PROGETTO SERVIZI – 128 servizi offerti –

Il “Progetto Servizi” nasce dall’esperienza della Cooperativa Sociale Eortè, gestore del social market “Il Pane e le Rose” di Soliera, per mettere a disposizione degli utenti non solo beni alimentari ma anche servizi utili alla gestione domestica e familiare, e al benessere psicofisico della persona. Ha lo scopo di creare una connessione tra i bisogni specifici delle famiglie con le risorse che il territorio può offrire gratuitamente (revisione auto, corsi formativi, lavanderia, parrucchiere, attività per bambini). Questi servizi saranno prenotabili gratuitamente per le famiglie e persone prese in carico dai servizi sociali territoriali e dai centri d’ascolto partner del progetto all’interno delle Botteghe Solidali di Carpi, Cibúm e Il Pane e le Rose, di Soliera.

ORTO CONDIVISO (275 kg di prodotti raccolti)

In virtù dell’ accordo di rete stipulato tra Eortè e l’Azienda Agricola S. Antonio Abate coniugando l’utilizzo delle risorse agricole con le attività sociali favorendo la coesione sociale in modo sostanziale e continuativo generando benefici inclusivi, si è realizzato un Orto condiviso di Comunità per la coltivazione di ortaggi biologici, sui terreni S.A. Abate, da destinare esclusivamente alle famiglie che beneficiano dei servizi del Social Market Il Pane e le Rose, di Soliera, gestito da Eortè.

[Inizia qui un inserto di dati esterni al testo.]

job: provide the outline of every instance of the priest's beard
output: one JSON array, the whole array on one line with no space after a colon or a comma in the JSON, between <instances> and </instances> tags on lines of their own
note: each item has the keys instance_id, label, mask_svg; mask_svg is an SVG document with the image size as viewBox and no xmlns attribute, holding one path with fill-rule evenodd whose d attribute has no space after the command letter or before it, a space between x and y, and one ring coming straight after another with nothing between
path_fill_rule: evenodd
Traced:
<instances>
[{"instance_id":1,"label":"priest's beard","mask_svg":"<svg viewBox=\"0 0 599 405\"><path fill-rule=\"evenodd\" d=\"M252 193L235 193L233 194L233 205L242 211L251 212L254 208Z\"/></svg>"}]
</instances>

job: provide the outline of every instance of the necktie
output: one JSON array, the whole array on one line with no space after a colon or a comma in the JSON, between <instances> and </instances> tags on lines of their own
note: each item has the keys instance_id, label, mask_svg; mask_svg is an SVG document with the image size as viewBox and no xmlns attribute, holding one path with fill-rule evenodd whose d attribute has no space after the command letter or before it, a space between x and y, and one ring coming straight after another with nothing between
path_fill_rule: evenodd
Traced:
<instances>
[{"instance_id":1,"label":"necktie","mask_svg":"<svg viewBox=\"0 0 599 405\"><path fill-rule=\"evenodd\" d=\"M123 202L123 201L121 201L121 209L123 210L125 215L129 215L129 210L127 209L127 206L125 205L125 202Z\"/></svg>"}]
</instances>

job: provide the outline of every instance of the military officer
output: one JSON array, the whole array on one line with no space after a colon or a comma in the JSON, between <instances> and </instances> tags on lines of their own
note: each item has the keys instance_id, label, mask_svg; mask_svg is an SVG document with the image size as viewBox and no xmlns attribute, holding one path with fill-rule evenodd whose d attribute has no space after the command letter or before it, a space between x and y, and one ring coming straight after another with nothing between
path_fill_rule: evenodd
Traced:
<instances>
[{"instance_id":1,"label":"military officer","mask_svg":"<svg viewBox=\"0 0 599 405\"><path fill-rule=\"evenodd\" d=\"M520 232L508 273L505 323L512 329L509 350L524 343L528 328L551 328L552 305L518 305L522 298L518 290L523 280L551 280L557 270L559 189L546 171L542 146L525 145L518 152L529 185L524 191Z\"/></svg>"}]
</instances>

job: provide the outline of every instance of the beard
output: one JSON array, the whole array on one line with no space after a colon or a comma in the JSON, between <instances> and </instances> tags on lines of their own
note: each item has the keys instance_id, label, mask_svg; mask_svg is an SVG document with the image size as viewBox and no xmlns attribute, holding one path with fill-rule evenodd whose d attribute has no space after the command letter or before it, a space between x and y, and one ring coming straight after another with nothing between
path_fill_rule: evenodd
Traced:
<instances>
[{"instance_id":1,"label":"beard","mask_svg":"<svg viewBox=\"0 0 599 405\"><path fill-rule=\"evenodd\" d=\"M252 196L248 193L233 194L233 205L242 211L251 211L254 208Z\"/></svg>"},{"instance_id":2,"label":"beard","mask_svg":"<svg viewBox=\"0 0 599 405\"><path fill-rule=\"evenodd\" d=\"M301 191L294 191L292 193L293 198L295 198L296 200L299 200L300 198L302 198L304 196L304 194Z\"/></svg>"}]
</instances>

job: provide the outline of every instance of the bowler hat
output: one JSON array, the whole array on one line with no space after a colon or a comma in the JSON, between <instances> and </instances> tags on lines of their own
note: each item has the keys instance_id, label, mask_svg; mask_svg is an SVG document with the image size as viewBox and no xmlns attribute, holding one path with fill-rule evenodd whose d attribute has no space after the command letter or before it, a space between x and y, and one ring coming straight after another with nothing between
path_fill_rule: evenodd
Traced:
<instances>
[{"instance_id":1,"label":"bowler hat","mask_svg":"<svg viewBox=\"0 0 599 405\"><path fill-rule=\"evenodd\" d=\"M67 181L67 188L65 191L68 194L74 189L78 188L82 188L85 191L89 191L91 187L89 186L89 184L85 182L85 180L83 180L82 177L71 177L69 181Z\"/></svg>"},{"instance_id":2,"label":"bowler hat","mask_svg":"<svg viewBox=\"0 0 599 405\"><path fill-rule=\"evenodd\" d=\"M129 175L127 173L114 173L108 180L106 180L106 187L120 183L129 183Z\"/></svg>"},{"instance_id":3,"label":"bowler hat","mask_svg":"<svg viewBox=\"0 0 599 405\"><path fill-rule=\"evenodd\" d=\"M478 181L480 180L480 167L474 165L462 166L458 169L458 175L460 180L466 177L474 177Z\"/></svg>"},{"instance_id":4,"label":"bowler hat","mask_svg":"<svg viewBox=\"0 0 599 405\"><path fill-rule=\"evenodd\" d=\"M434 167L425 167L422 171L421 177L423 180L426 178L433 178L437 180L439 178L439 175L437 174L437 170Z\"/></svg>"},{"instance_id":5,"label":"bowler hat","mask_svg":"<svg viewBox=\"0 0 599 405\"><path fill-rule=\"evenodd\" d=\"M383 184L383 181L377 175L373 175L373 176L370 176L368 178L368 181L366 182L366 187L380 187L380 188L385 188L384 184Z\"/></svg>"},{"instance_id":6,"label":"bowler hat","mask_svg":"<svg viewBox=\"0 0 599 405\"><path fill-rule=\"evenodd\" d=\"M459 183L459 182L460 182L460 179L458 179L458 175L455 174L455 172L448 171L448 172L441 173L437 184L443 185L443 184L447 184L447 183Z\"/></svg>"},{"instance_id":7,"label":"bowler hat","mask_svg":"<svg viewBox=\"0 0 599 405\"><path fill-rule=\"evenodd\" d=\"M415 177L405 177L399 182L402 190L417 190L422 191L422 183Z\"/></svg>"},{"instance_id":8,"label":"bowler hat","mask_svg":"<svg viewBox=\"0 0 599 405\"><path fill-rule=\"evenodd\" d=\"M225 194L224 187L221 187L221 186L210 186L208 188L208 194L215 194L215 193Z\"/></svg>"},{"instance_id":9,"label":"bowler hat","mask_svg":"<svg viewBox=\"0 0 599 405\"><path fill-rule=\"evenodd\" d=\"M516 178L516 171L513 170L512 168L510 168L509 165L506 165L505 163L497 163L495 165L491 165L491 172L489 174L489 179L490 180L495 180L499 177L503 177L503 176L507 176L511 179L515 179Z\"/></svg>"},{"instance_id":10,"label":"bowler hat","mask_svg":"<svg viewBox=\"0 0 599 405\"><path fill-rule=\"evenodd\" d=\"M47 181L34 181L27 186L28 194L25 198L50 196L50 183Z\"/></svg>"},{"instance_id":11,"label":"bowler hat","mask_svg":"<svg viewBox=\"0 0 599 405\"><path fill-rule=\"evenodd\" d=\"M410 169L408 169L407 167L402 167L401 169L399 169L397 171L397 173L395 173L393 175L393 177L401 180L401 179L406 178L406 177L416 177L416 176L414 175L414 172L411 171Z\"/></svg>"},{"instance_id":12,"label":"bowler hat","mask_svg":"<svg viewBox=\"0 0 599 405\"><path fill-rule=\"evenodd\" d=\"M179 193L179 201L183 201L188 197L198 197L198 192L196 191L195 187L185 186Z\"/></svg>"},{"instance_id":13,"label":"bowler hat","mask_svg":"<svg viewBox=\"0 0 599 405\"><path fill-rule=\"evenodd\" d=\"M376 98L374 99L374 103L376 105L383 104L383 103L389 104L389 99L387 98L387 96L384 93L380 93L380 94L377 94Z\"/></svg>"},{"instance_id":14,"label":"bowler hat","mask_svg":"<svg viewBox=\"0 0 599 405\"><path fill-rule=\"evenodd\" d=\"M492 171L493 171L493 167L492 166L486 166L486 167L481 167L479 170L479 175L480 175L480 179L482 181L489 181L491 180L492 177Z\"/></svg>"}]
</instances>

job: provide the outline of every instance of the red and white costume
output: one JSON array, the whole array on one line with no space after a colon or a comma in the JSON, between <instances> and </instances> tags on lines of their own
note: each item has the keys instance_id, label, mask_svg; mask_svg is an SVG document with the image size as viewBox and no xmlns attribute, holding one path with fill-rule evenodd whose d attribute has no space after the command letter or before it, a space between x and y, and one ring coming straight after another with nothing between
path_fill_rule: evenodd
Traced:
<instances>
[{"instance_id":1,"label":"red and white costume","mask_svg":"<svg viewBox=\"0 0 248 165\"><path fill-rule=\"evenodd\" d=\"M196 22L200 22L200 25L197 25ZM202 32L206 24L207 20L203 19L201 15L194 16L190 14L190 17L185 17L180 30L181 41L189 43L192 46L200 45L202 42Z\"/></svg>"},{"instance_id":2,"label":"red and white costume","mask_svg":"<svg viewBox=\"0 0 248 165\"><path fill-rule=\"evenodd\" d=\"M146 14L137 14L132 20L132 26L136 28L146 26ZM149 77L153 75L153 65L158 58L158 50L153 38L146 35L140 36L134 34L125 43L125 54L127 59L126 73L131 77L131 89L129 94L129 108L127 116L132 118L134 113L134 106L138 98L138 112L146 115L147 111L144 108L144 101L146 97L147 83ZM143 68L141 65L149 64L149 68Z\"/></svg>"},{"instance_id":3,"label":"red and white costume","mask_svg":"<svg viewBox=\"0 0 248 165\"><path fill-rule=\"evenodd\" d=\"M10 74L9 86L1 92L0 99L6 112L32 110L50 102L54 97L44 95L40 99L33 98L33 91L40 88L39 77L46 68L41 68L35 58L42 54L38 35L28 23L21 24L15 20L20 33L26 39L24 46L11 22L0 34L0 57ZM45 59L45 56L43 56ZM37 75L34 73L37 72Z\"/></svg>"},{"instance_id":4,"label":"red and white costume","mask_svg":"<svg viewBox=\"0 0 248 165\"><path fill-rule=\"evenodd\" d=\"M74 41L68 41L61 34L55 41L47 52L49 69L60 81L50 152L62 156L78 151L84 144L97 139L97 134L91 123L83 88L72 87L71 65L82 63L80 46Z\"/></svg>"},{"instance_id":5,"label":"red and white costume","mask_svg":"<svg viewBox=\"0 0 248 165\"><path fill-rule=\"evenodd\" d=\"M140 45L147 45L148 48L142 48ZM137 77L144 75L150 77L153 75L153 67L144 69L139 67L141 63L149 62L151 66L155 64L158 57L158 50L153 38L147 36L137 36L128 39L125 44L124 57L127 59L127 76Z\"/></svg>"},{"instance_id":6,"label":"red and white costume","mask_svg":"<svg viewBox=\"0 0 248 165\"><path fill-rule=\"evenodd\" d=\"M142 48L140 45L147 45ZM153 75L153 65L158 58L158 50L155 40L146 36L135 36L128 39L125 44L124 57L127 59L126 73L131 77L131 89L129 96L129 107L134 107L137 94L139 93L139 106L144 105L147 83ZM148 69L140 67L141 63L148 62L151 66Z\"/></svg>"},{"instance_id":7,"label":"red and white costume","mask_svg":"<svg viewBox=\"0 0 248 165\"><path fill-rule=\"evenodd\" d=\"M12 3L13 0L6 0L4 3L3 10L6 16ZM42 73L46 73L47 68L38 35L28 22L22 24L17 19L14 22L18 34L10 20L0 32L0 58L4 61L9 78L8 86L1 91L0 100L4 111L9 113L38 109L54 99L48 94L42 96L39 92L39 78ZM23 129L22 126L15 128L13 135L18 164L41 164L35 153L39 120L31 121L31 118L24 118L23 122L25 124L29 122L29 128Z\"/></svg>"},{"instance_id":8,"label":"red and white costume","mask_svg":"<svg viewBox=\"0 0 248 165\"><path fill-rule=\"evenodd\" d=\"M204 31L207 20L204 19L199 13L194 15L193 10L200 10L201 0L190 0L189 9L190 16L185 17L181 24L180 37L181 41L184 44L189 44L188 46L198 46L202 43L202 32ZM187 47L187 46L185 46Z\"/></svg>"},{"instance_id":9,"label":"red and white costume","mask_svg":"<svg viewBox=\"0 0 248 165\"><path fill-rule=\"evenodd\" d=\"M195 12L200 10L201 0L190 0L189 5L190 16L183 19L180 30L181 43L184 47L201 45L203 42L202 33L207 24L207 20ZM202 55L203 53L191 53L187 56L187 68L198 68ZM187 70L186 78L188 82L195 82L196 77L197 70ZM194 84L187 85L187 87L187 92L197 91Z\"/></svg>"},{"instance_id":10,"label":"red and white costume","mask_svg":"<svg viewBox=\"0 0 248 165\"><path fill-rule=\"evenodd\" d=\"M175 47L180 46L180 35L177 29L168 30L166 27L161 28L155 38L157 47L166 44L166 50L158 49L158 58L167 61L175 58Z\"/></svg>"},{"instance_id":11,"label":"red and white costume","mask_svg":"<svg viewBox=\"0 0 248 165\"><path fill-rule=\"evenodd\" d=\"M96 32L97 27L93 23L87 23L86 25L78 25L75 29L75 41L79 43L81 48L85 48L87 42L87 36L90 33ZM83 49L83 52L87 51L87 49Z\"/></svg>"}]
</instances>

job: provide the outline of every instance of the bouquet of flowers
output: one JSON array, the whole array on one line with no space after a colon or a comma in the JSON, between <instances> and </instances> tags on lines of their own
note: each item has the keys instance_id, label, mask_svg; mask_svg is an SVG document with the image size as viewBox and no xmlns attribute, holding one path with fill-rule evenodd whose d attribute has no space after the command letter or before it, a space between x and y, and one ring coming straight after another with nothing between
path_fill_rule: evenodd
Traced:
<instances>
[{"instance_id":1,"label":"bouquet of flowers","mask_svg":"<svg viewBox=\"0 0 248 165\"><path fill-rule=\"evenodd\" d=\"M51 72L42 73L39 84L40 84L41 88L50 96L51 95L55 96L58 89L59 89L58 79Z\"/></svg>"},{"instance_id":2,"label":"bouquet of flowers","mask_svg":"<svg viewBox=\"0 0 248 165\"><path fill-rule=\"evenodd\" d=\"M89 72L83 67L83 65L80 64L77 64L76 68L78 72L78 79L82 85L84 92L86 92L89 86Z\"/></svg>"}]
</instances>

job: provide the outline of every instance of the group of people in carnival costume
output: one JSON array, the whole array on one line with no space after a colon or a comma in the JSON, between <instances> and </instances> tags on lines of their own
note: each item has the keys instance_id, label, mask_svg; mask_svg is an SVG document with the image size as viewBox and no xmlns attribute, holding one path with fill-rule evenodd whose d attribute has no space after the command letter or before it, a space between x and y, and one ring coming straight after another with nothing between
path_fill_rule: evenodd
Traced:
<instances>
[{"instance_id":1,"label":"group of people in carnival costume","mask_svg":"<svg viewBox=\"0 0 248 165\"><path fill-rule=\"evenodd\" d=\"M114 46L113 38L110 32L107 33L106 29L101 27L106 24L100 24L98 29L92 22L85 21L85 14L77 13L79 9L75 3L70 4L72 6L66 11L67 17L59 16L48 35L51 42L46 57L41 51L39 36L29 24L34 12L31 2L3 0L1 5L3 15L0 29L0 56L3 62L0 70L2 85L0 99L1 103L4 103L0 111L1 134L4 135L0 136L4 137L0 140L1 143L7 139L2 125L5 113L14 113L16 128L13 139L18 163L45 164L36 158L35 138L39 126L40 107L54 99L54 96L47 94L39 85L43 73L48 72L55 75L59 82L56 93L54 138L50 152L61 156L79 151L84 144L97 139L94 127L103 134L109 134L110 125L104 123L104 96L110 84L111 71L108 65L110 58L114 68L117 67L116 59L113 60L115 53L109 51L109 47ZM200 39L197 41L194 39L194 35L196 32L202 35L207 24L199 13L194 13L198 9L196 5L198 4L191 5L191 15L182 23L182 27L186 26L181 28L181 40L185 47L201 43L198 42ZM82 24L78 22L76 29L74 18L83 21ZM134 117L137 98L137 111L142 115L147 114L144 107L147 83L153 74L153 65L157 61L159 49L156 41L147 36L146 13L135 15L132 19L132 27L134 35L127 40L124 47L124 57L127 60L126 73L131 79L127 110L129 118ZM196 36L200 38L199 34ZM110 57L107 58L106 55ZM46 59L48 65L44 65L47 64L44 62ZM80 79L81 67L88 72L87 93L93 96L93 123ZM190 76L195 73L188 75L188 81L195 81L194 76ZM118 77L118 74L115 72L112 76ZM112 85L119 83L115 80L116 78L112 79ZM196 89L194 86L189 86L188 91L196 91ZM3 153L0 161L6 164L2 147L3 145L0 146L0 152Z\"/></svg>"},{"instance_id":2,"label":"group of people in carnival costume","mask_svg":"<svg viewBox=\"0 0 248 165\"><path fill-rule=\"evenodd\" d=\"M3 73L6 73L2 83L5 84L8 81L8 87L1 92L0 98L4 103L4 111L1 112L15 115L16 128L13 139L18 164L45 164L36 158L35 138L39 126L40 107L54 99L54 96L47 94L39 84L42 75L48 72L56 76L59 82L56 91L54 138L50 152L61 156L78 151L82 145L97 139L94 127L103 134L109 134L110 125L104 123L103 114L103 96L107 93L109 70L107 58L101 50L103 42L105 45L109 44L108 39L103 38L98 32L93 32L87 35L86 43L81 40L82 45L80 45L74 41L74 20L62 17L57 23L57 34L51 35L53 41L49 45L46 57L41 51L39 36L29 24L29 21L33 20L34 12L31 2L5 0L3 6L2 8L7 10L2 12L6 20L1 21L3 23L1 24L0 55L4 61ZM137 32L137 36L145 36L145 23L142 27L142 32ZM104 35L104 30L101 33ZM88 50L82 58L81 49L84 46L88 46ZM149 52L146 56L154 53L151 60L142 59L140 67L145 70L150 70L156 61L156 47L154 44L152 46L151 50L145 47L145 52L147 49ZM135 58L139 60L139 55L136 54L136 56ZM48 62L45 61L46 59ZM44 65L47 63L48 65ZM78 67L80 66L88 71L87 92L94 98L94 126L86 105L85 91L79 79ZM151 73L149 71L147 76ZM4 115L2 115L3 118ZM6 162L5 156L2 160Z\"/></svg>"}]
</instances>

SPORTELLO INFORMATIVO E ORIENTATIVO 

Lo Sportello informativo e orientativo si occupa di consulenza e ascolto in merito ai bonus sociali attivi, sussidi governativi, utilizzo di Spid e di posta elettronica. Lo sportello è gestito da un operatore 1 volta al mese per ciascun Comune dell’Unione Terre d’Argine per un totale di 4 ore ogni apertura all’interno delle realtà di distribuzione alimentare.